Praxiserbe: Finanzamt holt sich die Steuer auf den Verkaufsgewinn per Zwangsvollstreckung
Der Steuerpflichtige erbte eine pathologische Praxis, die er nach den berufsrechtlichen Vorschriften mangels eigener Approbation weder selbst noch mit angestellten Ärzten fortführen durfte. Er veräußerte die Praxis und erzielte einen einkommensteuerpflichtigen Gewinn. Klingt nicht ungewöhnlich. Die Besonderheit ist: Das Amtsgericht ordnete über den Nachlass ein Insolvenzverfahren an.
Zur Begleichung der rückständigen Steuerschulden betrieb das Finanzamt die Zwangsvollstreckung. Dagegen klagte der Steuerpflichtige. Er habe keine andere Handlungsoption gehabt, sodass das Entstehen einer Steuerschuld zwangsläufig gewesen sei. Diese Schuld entfalle aber in den Zurechnungsbereich des Erblassers. Und für den Fall sehe der Bundesfinanzhof eine Beschränkung der Haftung auf den Nachlass vor. Tatsächlich hatte der BFH in einem Urteil vom 10. November 2015 (Az.: VII R 35/13) die Haftung für Schulden auf die Höhe des Nachlasses beschränkt – dabei allerdings nur über Erbfallschulden geurteilt.
Der 12. Senat des Finanzgerichts Münster wies die Klage ab. Es verweist auf die zivilrechtliche Abgrenzung zwischen Nachlassverbindlichkeiten und Eigenschulden des Erben. Im Streitfall liege Letzteres vor, wofür er unbeschränkt hafte.
Zügig informieren, eventuell das Erbe ausschlagen
Die Veräußerung der Pathologie beruhe auf seinem Verhalten.
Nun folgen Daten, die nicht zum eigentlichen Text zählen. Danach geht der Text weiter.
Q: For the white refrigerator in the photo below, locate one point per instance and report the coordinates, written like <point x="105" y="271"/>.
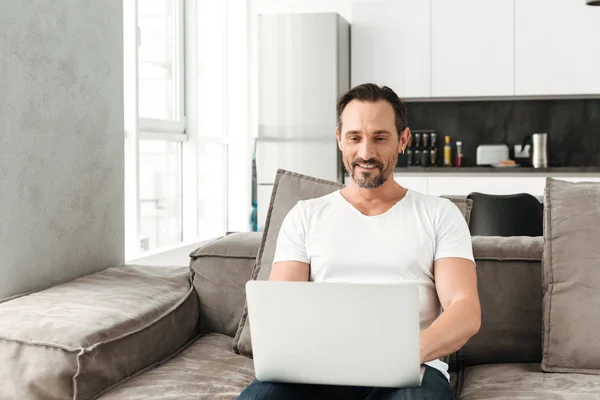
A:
<point x="303" y="68"/>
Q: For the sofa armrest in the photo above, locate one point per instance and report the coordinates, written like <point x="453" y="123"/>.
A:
<point x="516" y="248"/>
<point x="221" y="269"/>
<point x="77" y="339"/>
<point x="510" y="292"/>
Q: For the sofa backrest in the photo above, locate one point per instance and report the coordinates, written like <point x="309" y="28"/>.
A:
<point x="220" y="271"/>
<point x="510" y="291"/>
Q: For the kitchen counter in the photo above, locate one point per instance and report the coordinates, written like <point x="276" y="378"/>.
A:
<point x="495" y="170"/>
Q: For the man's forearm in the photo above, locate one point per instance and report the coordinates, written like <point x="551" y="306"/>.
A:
<point x="450" y="331"/>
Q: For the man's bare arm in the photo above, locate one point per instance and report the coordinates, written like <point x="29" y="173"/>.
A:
<point x="290" y="271"/>
<point x="456" y="285"/>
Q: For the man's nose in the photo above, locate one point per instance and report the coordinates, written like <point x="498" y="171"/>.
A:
<point x="367" y="150"/>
Ihm hätten neben dem Verkauf mit der Betriebsaufgabe oder der allmählichen Betriebsabwicklung auch andere Optionen zur Verfügung gestanden – mit unterschiedlichen steuerlichen Folgen bezüglich des Firmenwerts.
Revision zum BFH wurde zugelassen, es bleibt also abzuwarten, ob das Urteil Bestand hat. Ansonsten gilt grundsätzlich: Ein Erbe muss sich frühzeitig gründlich über das Vermögen des Erblassers informieren, damit er ggf. die Frist fürs Ausschlagen des Erbes – sechs Wochen ab Kenntnis des Erbfalls – wahren kann.